Quarta tesi: l’Unione europea, una federazione in formazione, è un debole potere internazionale ma può prendere l’iniziativa per un nuovo ordine mondiale fondato sul multilateralismo. L’Unione europea se vuole sopravvivere in un mondo in cui le grandi potenze stanno disgregando le istituzioni del vecchio ordine internazionale post-bellico, deve dotarsi delle istituzioni necessarie per agire come attore internazionale. Lo può già fare grazie alla moneta unica e alla forza del mercato interno. Potrà agire anche con maggiore efficacia se riuscirà a dotarsi di una difesa europea.

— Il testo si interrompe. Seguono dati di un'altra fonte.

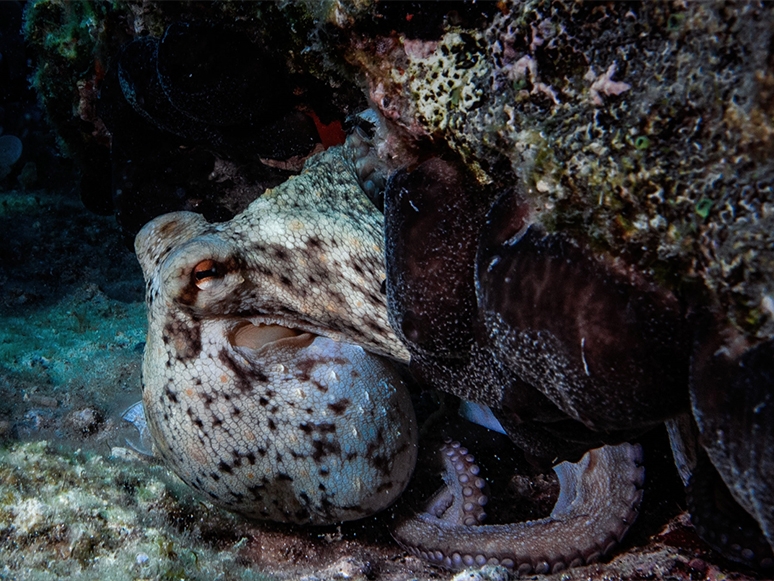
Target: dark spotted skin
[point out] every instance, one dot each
(309, 429)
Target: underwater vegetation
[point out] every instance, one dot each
(571, 226)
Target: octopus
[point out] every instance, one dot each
(269, 384)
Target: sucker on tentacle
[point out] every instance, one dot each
(598, 501)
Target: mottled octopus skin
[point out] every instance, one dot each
(308, 427)
(598, 500)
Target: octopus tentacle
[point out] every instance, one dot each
(721, 522)
(598, 501)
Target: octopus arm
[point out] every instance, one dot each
(598, 501)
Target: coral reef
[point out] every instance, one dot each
(638, 136)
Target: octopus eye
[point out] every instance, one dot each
(205, 273)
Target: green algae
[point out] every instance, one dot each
(86, 516)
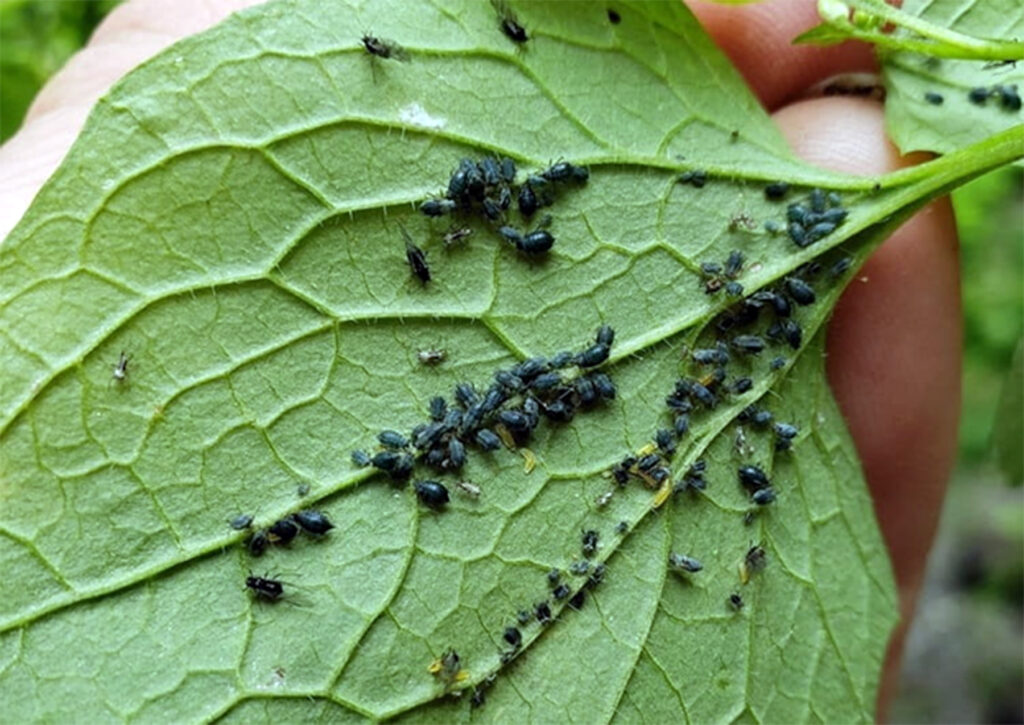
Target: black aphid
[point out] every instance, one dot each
(742, 385)
(537, 242)
(382, 48)
(978, 95)
(697, 177)
(513, 636)
(417, 259)
(487, 439)
(753, 477)
(283, 531)
(508, 23)
(527, 201)
(457, 455)
(1009, 97)
(666, 441)
(392, 439)
(800, 291)
(313, 521)
(268, 590)
(817, 200)
(431, 494)
(257, 544)
(241, 521)
(681, 562)
(751, 344)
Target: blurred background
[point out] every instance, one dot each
(964, 659)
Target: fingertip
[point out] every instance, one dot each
(894, 347)
(758, 38)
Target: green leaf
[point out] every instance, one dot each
(1009, 428)
(915, 124)
(907, 28)
(229, 219)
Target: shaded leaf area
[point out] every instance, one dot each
(929, 103)
(229, 219)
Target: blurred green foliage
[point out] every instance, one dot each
(38, 36)
(36, 39)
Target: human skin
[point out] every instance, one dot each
(894, 342)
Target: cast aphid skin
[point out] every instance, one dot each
(753, 477)
(513, 636)
(681, 562)
(448, 668)
(431, 356)
(392, 439)
(382, 48)
(431, 494)
(121, 368)
(437, 207)
(241, 521)
(314, 522)
(800, 291)
(283, 531)
(264, 589)
(750, 344)
(776, 190)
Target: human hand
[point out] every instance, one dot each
(894, 344)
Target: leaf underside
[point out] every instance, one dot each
(229, 218)
(915, 124)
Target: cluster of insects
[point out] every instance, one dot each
(487, 188)
(506, 413)
(1008, 96)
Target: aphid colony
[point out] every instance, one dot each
(1008, 96)
(542, 613)
(507, 413)
(487, 188)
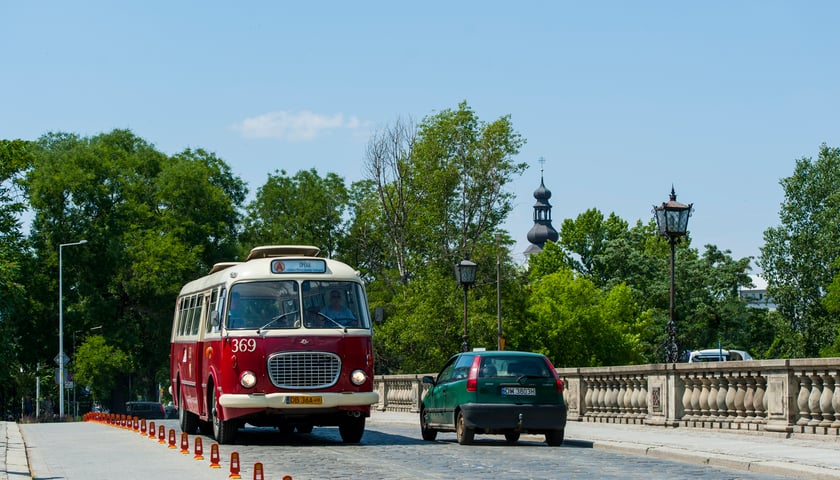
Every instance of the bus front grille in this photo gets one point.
(299, 370)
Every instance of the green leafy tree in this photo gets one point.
(584, 240)
(152, 223)
(304, 209)
(578, 325)
(799, 256)
(442, 187)
(98, 365)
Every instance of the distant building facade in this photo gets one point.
(756, 296)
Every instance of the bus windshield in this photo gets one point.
(266, 305)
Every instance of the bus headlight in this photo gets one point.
(358, 377)
(248, 379)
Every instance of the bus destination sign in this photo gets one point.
(298, 266)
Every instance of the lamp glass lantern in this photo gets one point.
(672, 223)
(465, 274)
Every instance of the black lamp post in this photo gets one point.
(465, 274)
(672, 223)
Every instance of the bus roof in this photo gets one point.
(269, 251)
(258, 267)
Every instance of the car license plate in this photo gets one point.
(304, 400)
(511, 391)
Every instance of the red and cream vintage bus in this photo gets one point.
(282, 339)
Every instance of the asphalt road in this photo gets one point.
(387, 451)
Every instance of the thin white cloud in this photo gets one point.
(294, 127)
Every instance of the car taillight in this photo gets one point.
(556, 377)
(472, 378)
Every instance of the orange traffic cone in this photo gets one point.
(234, 465)
(214, 456)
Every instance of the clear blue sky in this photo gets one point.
(622, 99)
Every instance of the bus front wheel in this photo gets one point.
(352, 429)
(223, 430)
(187, 420)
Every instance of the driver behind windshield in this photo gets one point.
(336, 310)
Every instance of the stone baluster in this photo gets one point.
(814, 400)
(835, 400)
(739, 398)
(759, 402)
(714, 383)
(635, 401)
(802, 398)
(828, 413)
(588, 403)
(643, 404)
(703, 399)
(602, 397)
(627, 383)
(696, 391)
(723, 389)
(749, 397)
(688, 412)
(731, 391)
(613, 397)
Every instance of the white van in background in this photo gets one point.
(718, 355)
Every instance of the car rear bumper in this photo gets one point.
(522, 418)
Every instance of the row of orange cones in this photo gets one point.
(139, 425)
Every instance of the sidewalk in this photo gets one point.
(817, 459)
(13, 453)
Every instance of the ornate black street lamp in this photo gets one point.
(672, 223)
(465, 274)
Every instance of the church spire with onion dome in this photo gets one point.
(542, 231)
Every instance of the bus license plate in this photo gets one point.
(519, 391)
(304, 400)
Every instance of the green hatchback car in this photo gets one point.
(495, 392)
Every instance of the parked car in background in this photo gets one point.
(718, 355)
(494, 392)
(148, 410)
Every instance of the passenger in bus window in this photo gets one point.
(336, 310)
(235, 319)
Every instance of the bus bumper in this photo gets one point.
(287, 400)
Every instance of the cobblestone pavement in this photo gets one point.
(389, 450)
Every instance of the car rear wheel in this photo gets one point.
(427, 433)
(223, 430)
(465, 434)
(187, 420)
(555, 437)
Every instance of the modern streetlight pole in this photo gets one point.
(499, 341)
(465, 274)
(61, 329)
(672, 223)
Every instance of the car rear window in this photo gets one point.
(514, 367)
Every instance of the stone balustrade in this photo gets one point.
(779, 397)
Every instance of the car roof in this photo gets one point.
(500, 353)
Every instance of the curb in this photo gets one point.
(17, 464)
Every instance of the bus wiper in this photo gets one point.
(333, 321)
(274, 319)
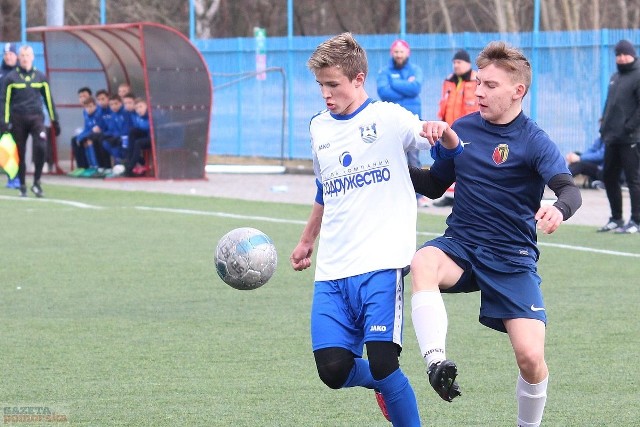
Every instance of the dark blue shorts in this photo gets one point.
(349, 312)
(509, 286)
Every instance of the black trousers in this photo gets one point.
(590, 170)
(622, 158)
(21, 127)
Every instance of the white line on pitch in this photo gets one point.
(422, 233)
(222, 215)
(45, 200)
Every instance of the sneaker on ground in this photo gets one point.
(88, 173)
(613, 224)
(629, 228)
(13, 183)
(423, 202)
(382, 405)
(37, 190)
(76, 172)
(442, 377)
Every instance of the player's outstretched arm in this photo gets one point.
(300, 258)
(438, 130)
(569, 201)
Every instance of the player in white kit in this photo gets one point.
(365, 215)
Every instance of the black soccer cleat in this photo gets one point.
(442, 377)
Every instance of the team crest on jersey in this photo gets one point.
(368, 133)
(500, 154)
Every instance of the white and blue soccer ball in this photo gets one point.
(245, 258)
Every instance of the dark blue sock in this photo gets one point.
(360, 375)
(400, 399)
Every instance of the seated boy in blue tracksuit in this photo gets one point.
(116, 130)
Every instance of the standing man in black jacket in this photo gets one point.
(620, 131)
(21, 95)
(9, 63)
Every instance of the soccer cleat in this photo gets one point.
(36, 189)
(630, 228)
(89, 173)
(442, 377)
(382, 405)
(13, 183)
(76, 172)
(613, 224)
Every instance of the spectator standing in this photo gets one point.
(458, 99)
(22, 93)
(401, 82)
(139, 140)
(588, 163)
(9, 63)
(620, 131)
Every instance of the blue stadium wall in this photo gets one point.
(571, 73)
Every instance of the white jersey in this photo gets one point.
(369, 220)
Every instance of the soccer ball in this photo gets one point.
(245, 258)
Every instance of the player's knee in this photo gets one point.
(424, 268)
(383, 358)
(334, 366)
(530, 361)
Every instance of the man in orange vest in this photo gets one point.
(458, 99)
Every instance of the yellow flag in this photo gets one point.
(9, 155)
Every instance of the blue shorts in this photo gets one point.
(349, 312)
(509, 285)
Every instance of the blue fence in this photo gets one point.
(571, 73)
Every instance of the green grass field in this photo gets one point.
(112, 314)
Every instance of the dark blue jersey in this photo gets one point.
(500, 179)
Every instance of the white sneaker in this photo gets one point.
(423, 202)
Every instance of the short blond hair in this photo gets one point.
(341, 51)
(509, 59)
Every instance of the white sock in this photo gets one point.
(531, 399)
(430, 323)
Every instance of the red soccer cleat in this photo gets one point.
(382, 405)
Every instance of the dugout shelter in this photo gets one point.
(160, 64)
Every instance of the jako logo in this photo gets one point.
(345, 159)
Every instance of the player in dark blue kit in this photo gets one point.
(490, 243)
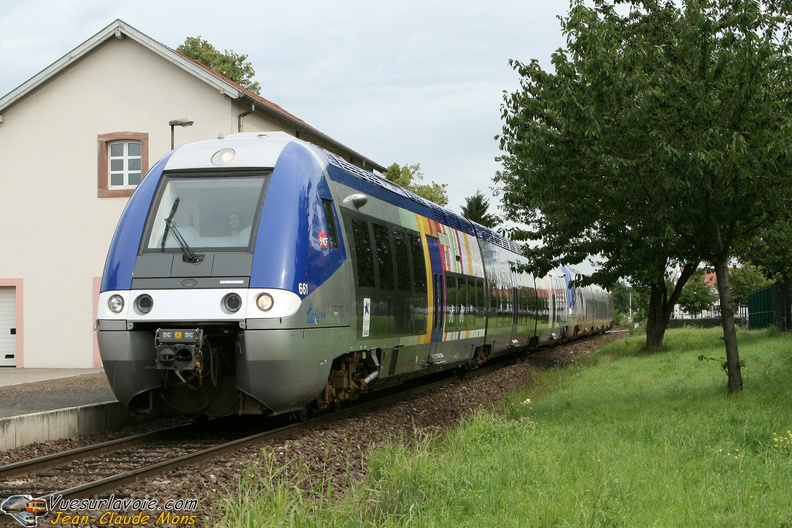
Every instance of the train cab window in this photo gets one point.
(205, 213)
(332, 232)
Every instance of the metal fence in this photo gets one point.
(771, 306)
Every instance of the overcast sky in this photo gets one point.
(402, 81)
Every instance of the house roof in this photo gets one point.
(120, 30)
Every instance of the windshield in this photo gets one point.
(205, 213)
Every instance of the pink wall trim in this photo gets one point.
(97, 357)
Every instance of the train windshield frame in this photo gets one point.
(208, 212)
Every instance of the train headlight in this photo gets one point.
(265, 302)
(144, 303)
(232, 302)
(115, 303)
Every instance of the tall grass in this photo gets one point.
(630, 439)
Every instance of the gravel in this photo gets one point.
(338, 449)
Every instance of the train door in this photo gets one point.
(515, 304)
(438, 292)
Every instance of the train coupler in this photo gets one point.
(179, 350)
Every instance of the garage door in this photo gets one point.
(7, 326)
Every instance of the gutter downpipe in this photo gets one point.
(244, 114)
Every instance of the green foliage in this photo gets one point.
(228, 63)
(660, 139)
(475, 209)
(411, 178)
(697, 295)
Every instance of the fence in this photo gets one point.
(771, 306)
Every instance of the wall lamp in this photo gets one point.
(184, 121)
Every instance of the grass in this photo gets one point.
(628, 439)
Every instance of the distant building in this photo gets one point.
(75, 140)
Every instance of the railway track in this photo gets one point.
(101, 468)
(104, 470)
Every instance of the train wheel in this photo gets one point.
(300, 415)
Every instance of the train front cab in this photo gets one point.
(195, 320)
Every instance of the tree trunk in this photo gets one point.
(727, 320)
(656, 320)
(661, 307)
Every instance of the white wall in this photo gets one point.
(55, 230)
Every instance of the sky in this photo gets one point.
(404, 81)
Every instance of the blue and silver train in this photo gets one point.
(258, 273)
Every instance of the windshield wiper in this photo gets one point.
(189, 255)
(168, 222)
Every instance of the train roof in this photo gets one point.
(265, 154)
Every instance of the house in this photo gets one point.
(74, 142)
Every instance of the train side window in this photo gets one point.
(481, 299)
(419, 264)
(332, 233)
(402, 252)
(384, 256)
(364, 257)
(452, 302)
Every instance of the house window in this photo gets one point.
(123, 160)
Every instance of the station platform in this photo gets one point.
(38, 405)
(17, 376)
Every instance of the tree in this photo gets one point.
(697, 295)
(660, 140)
(229, 64)
(411, 177)
(475, 209)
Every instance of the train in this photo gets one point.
(258, 273)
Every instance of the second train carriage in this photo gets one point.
(258, 273)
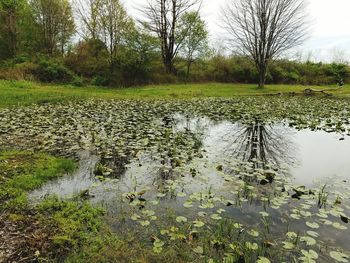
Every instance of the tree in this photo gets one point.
(265, 29)
(88, 12)
(115, 25)
(15, 21)
(195, 38)
(55, 24)
(162, 18)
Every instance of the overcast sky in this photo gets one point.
(330, 31)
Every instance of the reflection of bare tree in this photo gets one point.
(262, 143)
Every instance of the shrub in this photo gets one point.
(50, 70)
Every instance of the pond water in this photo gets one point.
(309, 156)
(274, 159)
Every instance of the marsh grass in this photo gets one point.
(21, 93)
(21, 172)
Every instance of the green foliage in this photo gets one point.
(74, 222)
(193, 35)
(24, 171)
(51, 70)
(55, 24)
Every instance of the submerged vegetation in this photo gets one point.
(166, 194)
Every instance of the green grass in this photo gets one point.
(21, 172)
(21, 93)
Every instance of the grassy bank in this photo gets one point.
(15, 93)
(49, 231)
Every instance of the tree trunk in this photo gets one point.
(169, 66)
(262, 69)
(188, 72)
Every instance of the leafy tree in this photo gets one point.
(194, 33)
(55, 23)
(115, 25)
(162, 18)
(16, 28)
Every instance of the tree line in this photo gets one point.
(98, 42)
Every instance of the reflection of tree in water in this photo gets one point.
(267, 144)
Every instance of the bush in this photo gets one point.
(50, 70)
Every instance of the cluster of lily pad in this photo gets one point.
(260, 216)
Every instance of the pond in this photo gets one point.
(279, 178)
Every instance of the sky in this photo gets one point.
(329, 37)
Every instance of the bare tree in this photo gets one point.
(162, 18)
(265, 29)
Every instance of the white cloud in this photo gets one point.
(330, 20)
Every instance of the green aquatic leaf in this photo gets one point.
(181, 219)
(292, 235)
(339, 256)
(339, 226)
(308, 240)
(198, 223)
(251, 246)
(313, 225)
(309, 256)
(198, 250)
(264, 214)
(288, 245)
(215, 217)
(313, 234)
(253, 233)
(145, 223)
(263, 260)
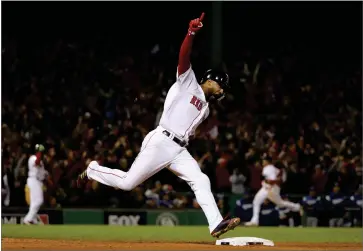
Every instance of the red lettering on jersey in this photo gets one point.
(197, 103)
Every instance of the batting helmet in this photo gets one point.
(220, 77)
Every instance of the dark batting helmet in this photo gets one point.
(220, 77)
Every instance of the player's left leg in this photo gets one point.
(274, 196)
(36, 200)
(187, 168)
(259, 198)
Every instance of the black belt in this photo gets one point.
(175, 139)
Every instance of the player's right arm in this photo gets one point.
(186, 47)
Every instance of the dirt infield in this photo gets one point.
(36, 244)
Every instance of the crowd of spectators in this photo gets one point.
(85, 102)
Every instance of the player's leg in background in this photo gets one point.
(187, 168)
(259, 198)
(274, 196)
(36, 200)
(156, 152)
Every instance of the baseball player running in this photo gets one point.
(273, 178)
(185, 107)
(34, 185)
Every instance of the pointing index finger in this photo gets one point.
(201, 17)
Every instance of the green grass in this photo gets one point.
(178, 234)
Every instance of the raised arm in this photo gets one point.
(186, 47)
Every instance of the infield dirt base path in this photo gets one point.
(37, 244)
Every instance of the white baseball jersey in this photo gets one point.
(34, 170)
(185, 106)
(270, 172)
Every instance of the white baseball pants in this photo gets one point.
(36, 199)
(273, 194)
(157, 152)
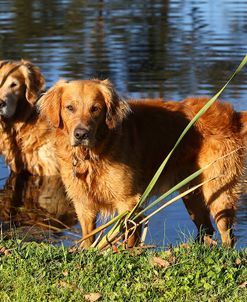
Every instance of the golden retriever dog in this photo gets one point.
(109, 150)
(24, 136)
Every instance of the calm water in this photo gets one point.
(168, 49)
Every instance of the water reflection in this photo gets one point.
(33, 206)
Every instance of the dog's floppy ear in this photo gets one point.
(50, 104)
(117, 109)
(34, 81)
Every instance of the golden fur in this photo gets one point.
(24, 135)
(109, 150)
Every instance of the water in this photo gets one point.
(168, 49)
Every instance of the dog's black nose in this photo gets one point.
(2, 104)
(81, 134)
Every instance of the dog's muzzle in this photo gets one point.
(81, 136)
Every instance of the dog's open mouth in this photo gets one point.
(82, 137)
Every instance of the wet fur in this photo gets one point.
(129, 140)
(24, 135)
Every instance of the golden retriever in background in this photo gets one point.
(109, 150)
(24, 136)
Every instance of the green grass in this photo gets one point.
(42, 272)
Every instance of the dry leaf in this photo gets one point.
(92, 297)
(157, 261)
(243, 285)
(67, 285)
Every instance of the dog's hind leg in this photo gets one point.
(200, 215)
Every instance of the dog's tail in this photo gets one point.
(243, 123)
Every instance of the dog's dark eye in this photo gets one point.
(70, 108)
(94, 108)
(13, 84)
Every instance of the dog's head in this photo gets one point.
(83, 109)
(20, 81)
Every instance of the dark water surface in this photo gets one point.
(168, 49)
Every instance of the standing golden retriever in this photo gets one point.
(24, 135)
(109, 150)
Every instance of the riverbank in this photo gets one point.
(42, 272)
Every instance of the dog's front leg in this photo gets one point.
(87, 219)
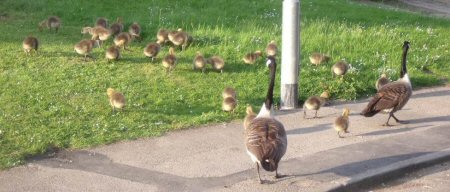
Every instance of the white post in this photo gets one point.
(290, 54)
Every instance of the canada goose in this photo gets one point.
(228, 92)
(117, 27)
(97, 33)
(342, 122)
(122, 40)
(318, 58)
(199, 62)
(103, 22)
(271, 49)
(229, 104)
(84, 47)
(112, 53)
(249, 117)
(180, 38)
(251, 58)
(50, 23)
(340, 68)
(266, 139)
(116, 99)
(162, 36)
(383, 80)
(29, 44)
(152, 50)
(170, 60)
(135, 31)
(314, 103)
(217, 63)
(392, 96)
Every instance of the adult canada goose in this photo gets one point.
(251, 58)
(112, 53)
(84, 47)
(318, 58)
(30, 43)
(228, 92)
(266, 139)
(271, 49)
(52, 22)
(103, 22)
(180, 38)
(249, 117)
(383, 80)
(116, 99)
(340, 68)
(122, 40)
(199, 62)
(152, 50)
(135, 31)
(314, 103)
(117, 27)
(392, 96)
(162, 36)
(170, 60)
(217, 63)
(342, 122)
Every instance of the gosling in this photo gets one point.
(112, 53)
(152, 50)
(29, 44)
(272, 49)
(116, 99)
(170, 60)
(217, 63)
(52, 22)
(250, 58)
(199, 62)
(318, 58)
(84, 47)
(314, 103)
(342, 122)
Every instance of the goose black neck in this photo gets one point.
(269, 97)
(403, 70)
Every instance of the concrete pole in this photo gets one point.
(290, 52)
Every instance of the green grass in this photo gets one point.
(54, 99)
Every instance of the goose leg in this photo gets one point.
(257, 169)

Tuttavia, la sua principale “forza” risiede nel soft power consistente nel suo modello federale di integrazione, in particolare nell’istituzione della cittadinanza europea, il primo esempio nella storia di cittadinanza sovranazionale. La cittadinanza sovranazionale mostra che alcuni popoli nazionali, un tempo nemici, hanno deciso di accantonare ogni ostilità per convivere pacificamente, grazie a leggi, doveri e diritti condivisi. La politica estera dell’Unione europea può svilupparsi in più direzioni per estendere il modello della convivenza pacifica fra popoli sia nelle regioni e nei continenti più vicini, sia nel più vasto sistema internazionale.

Le proposte specifiche per lo sviluppo della politica estera europea, sino alla creazione di una cittadinanza cosmopolitica, è il compito che gli amici di The Ventotene Lighthouse si sono proposti. È la politica estera europea il motore costituente per il consolidamento di un governo federale europeo. Se “propositori” e ”esecutori” agiranno uniti, il federalismo diventerà il pensiero politico dominante del XXI secolo.

Ringrazio Eurobull per la cortese ospitalità e mi congratulo con la sua Redazione per l’eccellente lavoro di diffusione delle proposte e delle idee sul futuro dell’Europa e del federalismo.